Por donde vamos tocamos almas, no somos solo uno, somos nosotros, lo que cada uno hace repercute e impacta en los demás, ya que estamos conectados con los demás seres humanos, con el mundo y con el universo. Somos parte de un todo que va mas allá de uno mismo. Por eso nos quedamos con algo de esa persona que ha partido, tenemos algo que es nuestro, aunque sea pequeñito, tenemos un poco de su esencia.
Y aunque lloramos y la mentamos su ausencia, sabemos que en algún plano de nuestra existencia, sigue viviendo en nosotros, en nuestros amigos, familiares, y en el entorno, nadie desaparece completamente, ya que vamos dejando huella de nuestros pasos por el camino, que para algunos es más largo que para otros.
Hay que llorar, llorar y llorar, sabiendo que mañana ya no estará, pero con la consciencia de que la muerte es parte de la vida, que morir también es vivir, que nadie está preparado para lo inevitable, que aferrarnos al dolor es prolongar inútilmente el adiós. Poco a poco con paciencia se irá aceptando la perdida, mirando que hay un camino para nosotros y que tenemos el derecho de seguir viviendo, recordando con amor y ternura los momentos compartidos con nuestro ser amado.

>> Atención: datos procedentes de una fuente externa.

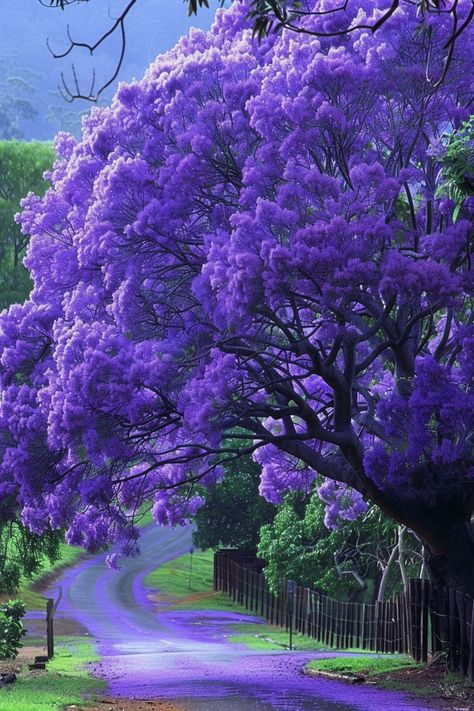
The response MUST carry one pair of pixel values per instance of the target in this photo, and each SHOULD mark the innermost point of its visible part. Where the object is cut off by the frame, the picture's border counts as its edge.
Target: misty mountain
(31, 106)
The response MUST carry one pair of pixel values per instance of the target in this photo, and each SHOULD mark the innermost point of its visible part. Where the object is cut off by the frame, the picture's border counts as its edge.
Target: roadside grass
(66, 681)
(372, 665)
(28, 592)
(182, 587)
(186, 585)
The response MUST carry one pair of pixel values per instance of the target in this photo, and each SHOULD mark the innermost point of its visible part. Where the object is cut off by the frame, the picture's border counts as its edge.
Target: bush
(11, 628)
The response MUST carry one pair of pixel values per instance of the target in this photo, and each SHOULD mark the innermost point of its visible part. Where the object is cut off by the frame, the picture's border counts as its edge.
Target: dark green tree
(233, 511)
(346, 563)
(22, 553)
(21, 170)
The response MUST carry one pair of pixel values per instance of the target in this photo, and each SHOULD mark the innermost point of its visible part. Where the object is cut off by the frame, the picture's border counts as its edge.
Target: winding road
(185, 656)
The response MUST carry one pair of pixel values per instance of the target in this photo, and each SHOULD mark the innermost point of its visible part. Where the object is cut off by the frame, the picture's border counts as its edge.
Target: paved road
(185, 655)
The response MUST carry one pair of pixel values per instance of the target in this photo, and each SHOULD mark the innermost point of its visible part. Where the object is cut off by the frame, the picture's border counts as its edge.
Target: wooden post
(50, 627)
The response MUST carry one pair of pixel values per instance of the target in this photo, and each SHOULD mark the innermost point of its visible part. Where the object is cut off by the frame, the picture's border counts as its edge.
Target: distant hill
(30, 105)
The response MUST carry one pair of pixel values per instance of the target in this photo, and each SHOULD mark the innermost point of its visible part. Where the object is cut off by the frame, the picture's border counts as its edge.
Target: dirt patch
(128, 705)
(26, 655)
(45, 581)
(162, 601)
(67, 627)
(447, 692)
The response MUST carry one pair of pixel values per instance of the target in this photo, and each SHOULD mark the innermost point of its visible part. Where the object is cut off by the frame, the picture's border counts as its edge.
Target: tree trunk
(450, 562)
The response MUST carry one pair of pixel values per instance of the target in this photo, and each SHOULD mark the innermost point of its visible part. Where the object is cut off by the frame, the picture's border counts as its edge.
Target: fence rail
(422, 621)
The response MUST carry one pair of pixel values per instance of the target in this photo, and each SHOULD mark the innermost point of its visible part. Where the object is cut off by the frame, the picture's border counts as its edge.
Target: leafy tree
(21, 170)
(11, 628)
(457, 166)
(23, 554)
(226, 248)
(233, 510)
(319, 19)
(344, 562)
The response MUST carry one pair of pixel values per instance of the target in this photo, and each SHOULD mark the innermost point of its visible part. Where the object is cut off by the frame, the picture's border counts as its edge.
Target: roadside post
(191, 551)
(291, 590)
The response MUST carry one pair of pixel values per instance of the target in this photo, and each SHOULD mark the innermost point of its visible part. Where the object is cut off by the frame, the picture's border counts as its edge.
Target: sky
(29, 75)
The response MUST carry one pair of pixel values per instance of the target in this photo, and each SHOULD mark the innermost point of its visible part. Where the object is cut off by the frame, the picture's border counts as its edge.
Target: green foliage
(66, 683)
(457, 166)
(233, 511)
(21, 170)
(182, 587)
(344, 563)
(24, 554)
(365, 666)
(11, 628)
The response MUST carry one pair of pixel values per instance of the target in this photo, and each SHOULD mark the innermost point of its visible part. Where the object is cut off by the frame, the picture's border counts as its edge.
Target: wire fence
(422, 621)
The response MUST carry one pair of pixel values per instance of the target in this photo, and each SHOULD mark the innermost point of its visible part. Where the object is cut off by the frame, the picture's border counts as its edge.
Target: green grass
(66, 681)
(181, 589)
(364, 666)
(68, 556)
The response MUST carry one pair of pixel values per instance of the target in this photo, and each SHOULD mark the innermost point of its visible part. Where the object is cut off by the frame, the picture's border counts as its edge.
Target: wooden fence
(422, 621)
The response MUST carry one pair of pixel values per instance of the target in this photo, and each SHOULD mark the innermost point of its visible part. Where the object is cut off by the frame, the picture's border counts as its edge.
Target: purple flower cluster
(247, 243)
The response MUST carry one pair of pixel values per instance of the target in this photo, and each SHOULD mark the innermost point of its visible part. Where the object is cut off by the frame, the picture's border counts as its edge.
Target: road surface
(185, 656)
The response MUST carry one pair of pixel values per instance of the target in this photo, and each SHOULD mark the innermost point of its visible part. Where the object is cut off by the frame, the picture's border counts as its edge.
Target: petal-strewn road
(185, 655)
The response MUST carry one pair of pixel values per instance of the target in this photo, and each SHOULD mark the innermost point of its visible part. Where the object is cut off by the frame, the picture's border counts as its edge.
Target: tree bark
(452, 563)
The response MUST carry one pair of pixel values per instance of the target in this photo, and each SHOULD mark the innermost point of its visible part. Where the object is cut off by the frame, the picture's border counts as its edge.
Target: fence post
(50, 627)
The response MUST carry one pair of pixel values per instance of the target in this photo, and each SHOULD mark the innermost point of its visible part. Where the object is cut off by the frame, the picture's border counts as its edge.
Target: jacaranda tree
(248, 243)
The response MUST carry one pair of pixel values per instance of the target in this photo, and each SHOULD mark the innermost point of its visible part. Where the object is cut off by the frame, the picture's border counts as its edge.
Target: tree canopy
(250, 238)
(22, 166)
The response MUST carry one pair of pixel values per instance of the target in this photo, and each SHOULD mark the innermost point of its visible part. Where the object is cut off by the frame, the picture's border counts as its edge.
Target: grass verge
(185, 584)
(66, 681)
(372, 665)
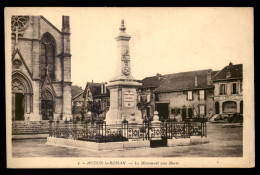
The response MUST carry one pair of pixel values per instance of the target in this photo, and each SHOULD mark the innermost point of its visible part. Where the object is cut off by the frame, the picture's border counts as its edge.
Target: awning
(163, 101)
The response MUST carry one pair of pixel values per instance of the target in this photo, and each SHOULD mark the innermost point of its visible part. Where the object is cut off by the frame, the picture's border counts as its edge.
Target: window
(173, 111)
(234, 88)
(222, 89)
(190, 112)
(108, 102)
(241, 86)
(47, 55)
(189, 95)
(148, 98)
(202, 95)
(202, 110)
(148, 113)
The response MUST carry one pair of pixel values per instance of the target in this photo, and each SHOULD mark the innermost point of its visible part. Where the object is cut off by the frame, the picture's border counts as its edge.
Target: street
(225, 141)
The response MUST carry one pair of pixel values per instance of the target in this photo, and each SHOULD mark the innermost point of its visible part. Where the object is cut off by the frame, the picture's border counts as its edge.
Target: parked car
(236, 118)
(219, 117)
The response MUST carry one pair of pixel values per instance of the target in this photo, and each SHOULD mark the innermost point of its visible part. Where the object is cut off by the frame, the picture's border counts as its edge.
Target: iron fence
(101, 132)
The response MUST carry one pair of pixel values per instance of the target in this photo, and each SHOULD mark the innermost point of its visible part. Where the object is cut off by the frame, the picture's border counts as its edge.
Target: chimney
(209, 78)
(159, 76)
(196, 80)
(228, 74)
(66, 24)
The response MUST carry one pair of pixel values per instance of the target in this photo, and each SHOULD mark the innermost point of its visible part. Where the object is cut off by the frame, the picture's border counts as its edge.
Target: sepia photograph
(129, 87)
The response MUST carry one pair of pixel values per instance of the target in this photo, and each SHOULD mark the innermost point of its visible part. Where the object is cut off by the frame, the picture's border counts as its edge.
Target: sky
(163, 40)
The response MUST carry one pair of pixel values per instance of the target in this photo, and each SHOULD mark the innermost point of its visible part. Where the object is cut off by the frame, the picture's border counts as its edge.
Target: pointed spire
(47, 70)
(122, 28)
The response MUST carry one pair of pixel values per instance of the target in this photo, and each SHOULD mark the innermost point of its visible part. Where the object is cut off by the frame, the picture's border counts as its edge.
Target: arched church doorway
(47, 105)
(217, 107)
(21, 96)
(241, 107)
(229, 107)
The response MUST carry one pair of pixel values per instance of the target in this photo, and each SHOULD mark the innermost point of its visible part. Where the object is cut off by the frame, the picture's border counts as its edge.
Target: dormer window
(228, 75)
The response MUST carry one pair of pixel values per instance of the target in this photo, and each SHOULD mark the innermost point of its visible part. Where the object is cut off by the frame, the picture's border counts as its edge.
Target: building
(41, 69)
(77, 106)
(228, 93)
(97, 96)
(180, 95)
(146, 93)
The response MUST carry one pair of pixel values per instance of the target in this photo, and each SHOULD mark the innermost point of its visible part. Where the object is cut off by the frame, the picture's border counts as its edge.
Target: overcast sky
(164, 40)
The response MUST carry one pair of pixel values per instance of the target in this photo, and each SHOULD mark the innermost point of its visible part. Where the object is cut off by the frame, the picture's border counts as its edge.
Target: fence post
(57, 128)
(125, 128)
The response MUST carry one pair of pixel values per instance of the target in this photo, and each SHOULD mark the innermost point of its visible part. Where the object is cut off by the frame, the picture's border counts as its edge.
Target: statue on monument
(123, 86)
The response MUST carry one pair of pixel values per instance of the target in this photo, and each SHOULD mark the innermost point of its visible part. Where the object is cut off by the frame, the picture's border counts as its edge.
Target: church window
(47, 56)
(190, 95)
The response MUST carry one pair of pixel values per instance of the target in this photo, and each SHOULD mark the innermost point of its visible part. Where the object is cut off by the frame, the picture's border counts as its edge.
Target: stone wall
(30, 127)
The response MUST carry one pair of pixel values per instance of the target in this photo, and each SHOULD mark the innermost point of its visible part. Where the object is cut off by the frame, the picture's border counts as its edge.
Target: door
(217, 108)
(229, 107)
(47, 109)
(190, 112)
(163, 110)
(241, 107)
(183, 113)
(19, 106)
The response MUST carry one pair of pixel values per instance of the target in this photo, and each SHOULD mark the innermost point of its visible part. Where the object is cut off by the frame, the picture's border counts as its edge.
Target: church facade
(41, 69)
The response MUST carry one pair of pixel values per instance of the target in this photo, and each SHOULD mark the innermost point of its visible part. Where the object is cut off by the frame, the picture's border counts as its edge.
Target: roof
(214, 73)
(184, 81)
(77, 110)
(236, 72)
(95, 89)
(150, 82)
(77, 95)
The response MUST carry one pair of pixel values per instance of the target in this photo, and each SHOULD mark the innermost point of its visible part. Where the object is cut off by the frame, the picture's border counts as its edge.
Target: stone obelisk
(123, 95)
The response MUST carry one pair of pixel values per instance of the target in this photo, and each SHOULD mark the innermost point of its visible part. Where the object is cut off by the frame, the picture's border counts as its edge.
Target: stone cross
(16, 37)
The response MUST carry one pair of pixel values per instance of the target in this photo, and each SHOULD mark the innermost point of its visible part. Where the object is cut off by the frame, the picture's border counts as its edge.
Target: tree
(142, 105)
(95, 109)
(75, 89)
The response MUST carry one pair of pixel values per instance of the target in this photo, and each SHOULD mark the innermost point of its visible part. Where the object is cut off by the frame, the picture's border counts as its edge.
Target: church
(41, 69)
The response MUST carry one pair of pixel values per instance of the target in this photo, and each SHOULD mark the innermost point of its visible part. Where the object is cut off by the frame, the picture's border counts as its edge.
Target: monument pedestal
(123, 96)
(123, 103)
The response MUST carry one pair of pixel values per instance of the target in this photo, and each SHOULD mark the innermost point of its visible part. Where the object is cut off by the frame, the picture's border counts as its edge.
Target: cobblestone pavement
(225, 141)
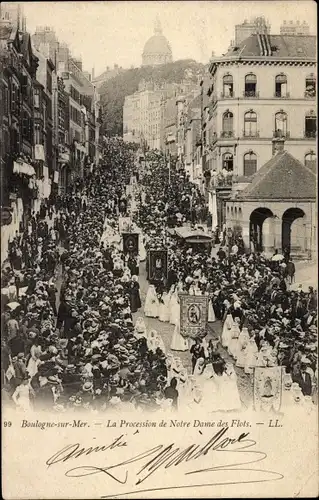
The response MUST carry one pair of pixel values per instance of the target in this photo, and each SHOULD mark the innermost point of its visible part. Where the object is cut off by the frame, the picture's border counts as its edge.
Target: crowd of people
(76, 347)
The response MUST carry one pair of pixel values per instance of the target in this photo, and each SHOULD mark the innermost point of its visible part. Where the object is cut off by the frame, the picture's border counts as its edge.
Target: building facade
(264, 88)
(157, 49)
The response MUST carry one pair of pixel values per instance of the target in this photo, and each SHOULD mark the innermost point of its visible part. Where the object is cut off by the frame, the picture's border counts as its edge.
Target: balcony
(282, 95)
(310, 134)
(281, 134)
(251, 94)
(227, 95)
(250, 134)
(227, 134)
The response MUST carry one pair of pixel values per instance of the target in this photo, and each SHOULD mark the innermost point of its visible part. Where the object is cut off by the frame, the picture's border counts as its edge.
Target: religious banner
(268, 388)
(124, 224)
(157, 265)
(130, 243)
(194, 315)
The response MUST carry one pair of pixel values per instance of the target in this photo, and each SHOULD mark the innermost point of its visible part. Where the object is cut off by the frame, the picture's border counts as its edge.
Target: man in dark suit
(303, 378)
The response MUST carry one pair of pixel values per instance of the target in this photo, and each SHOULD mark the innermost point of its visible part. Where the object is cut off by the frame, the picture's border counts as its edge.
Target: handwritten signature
(236, 453)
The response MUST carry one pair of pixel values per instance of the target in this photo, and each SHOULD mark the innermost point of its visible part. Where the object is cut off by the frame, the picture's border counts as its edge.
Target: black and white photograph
(158, 242)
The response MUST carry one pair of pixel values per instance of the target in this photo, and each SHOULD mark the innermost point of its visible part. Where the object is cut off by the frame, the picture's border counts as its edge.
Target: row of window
(280, 86)
(250, 162)
(280, 124)
(75, 115)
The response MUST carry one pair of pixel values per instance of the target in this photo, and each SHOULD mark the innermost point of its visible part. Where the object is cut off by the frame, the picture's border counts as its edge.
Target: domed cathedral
(157, 49)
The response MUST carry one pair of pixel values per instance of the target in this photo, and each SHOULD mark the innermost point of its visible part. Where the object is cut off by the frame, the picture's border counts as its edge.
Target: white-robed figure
(251, 354)
(233, 345)
(140, 328)
(178, 343)
(141, 246)
(164, 308)
(174, 308)
(151, 307)
(226, 333)
(21, 395)
(211, 312)
(243, 340)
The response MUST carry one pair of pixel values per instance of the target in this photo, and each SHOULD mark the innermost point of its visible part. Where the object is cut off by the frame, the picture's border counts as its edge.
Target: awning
(23, 168)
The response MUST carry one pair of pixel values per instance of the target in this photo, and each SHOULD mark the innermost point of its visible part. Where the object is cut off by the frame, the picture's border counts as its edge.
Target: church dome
(157, 49)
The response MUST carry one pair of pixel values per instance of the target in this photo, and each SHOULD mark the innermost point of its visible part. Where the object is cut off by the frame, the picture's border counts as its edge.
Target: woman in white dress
(211, 312)
(34, 361)
(227, 328)
(159, 343)
(232, 400)
(174, 309)
(151, 340)
(233, 344)
(163, 308)
(243, 340)
(140, 328)
(178, 343)
(21, 395)
(251, 356)
(151, 303)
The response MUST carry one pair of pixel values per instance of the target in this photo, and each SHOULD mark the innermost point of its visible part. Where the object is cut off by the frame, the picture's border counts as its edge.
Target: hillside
(114, 90)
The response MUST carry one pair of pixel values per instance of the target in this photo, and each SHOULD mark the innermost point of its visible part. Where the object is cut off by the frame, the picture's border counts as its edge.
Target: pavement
(166, 330)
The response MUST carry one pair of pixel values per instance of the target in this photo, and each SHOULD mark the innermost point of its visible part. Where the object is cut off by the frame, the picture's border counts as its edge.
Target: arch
(228, 85)
(250, 163)
(310, 124)
(228, 119)
(281, 85)
(250, 123)
(293, 232)
(250, 85)
(281, 121)
(228, 161)
(256, 221)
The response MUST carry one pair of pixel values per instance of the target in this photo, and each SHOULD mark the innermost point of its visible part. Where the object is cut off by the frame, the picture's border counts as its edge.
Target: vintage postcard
(159, 334)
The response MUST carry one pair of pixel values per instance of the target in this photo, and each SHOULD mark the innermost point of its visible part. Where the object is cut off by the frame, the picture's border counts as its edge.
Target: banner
(130, 243)
(124, 224)
(194, 315)
(157, 265)
(268, 388)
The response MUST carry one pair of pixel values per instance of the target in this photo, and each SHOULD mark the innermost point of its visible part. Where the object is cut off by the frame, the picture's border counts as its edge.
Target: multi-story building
(252, 27)
(264, 88)
(18, 174)
(290, 28)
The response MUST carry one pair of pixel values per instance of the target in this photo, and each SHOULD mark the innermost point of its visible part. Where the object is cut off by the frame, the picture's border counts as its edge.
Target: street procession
(119, 296)
(158, 216)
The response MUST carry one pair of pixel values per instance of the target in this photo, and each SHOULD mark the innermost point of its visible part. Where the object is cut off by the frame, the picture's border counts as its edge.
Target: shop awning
(23, 168)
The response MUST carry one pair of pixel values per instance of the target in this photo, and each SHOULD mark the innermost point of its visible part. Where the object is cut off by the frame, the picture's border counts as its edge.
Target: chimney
(278, 145)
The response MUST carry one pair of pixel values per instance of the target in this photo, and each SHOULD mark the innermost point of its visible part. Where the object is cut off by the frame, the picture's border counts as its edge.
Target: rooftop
(282, 177)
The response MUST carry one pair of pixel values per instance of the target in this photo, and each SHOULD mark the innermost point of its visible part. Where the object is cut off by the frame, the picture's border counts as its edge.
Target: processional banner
(194, 315)
(130, 243)
(268, 387)
(157, 264)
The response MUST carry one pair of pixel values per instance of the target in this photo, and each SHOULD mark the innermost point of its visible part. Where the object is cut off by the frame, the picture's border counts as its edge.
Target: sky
(108, 33)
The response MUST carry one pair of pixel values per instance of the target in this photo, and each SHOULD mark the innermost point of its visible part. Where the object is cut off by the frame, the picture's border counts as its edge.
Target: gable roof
(282, 177)
(276, 47)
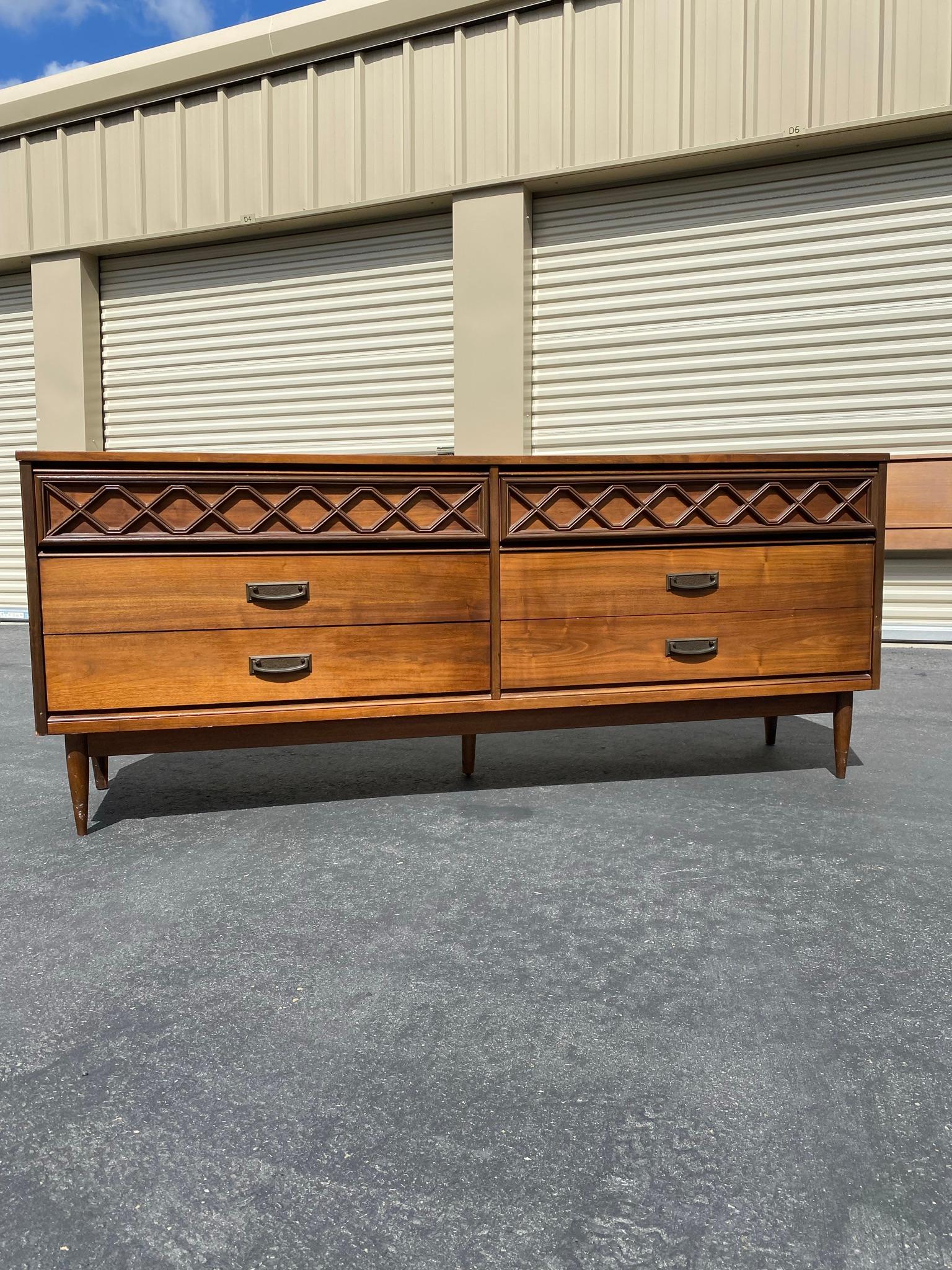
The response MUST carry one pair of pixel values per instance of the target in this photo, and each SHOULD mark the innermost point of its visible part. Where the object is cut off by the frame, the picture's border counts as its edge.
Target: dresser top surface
(99, 458)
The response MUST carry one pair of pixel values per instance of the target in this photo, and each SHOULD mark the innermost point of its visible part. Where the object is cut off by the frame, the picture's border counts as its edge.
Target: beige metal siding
(770, 311)
(337, 345)
(805, 308)
(18, 431)
(537, 91)
(917, 602)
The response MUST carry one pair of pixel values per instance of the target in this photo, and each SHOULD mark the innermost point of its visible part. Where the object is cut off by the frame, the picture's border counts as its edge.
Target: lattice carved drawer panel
(130, 510)
(683, 505)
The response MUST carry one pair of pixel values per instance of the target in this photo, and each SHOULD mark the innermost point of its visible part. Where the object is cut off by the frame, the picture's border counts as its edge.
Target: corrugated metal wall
(775, 310)
(337, 345)
(18, 431)
(917, 601)
(805, 308)
(541, 89)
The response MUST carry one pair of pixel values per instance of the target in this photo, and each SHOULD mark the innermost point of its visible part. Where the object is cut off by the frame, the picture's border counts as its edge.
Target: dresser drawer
(616, 651)
(684, 502)
(126, 508)
(633, 580)
(191, 668)
(155, 593)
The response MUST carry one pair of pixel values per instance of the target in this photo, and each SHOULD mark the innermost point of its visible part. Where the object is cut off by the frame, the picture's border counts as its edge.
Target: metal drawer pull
(298, 665)
(277, 591)
(692, 580)
(690, 647)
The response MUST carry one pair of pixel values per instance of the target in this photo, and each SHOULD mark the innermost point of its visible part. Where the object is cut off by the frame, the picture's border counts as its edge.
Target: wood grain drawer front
(620, 506)
(708, 579)
(154, 593)
(191, 668)
(128, 508)
(616, 651)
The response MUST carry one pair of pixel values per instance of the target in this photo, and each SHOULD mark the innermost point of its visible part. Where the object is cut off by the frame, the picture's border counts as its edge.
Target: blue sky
(41, 37)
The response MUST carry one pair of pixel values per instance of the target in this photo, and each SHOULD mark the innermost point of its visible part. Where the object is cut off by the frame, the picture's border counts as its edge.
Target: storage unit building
(589, 226)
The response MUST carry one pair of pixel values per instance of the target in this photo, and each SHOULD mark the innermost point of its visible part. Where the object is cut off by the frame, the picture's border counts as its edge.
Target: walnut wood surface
(144, 742)
(919, 505)
(77, 778)
(133, 508)
(633, 580)
(110, 672)
(842, 728)
(138, 566)
(625, 505)
(155, 593)
(531, 700)
(586, 651)
(324, 463)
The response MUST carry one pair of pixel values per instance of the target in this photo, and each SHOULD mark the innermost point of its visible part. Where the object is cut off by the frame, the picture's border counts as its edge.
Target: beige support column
(68, 352)
(491, 294)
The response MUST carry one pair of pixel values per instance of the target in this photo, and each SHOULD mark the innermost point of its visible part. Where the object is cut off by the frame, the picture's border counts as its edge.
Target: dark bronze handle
(298, 665)
(692, 580)
(690, 647)
(277, 591)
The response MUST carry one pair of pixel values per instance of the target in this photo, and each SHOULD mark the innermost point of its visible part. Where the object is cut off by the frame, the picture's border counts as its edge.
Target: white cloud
(59, 68)
(23, 13)
(182, 17)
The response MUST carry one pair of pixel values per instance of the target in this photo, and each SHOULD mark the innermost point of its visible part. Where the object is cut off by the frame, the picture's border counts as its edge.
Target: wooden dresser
(215, 601)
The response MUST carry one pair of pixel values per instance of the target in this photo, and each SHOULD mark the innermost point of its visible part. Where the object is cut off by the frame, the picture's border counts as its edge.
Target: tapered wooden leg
(842, 728)
(77, 773)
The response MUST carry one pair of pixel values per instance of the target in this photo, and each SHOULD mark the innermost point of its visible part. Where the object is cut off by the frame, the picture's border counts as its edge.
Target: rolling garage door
(806, 306)
(328, 343)
(18, 431)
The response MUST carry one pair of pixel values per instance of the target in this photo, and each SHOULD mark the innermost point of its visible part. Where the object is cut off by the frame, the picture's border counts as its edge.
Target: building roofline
(300, 35)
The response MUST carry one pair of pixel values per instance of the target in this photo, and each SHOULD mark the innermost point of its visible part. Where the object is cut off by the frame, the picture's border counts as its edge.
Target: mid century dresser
(214, 601)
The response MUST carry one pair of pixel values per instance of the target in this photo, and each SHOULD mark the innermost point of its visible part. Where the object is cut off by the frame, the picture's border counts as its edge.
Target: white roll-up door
(18, 431)
(798, 308)
(335, 343)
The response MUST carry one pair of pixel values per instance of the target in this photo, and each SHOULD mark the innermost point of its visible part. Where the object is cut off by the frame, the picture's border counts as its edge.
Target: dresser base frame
(95, 747)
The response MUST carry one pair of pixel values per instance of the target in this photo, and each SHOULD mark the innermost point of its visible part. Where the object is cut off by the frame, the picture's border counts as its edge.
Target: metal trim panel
(18, 431)
(342, 346)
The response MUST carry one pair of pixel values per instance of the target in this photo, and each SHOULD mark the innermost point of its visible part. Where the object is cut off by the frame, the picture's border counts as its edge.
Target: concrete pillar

Estuve contigo hace tiempo, te deje, me dejaste, pensé en alguna ilusión que algún día te volvería a ver, me imaginaba que te diría, que harías, como seria nuestro reencuentro, pero ahora que te has ido para siempre, se que ya nunca te volveré a ver. Solo me quedo con tu recuerdo, con aquellas horas de nuestra infancia en donde reímos a carcajadas, en donde teníamos nuestros secretos, en donde nos fugábamos del mundo de los adultos en el juego infantil. Siempre serás parte de mí, te agradezco tu paso en mi vida, fue un placer haberte conocido.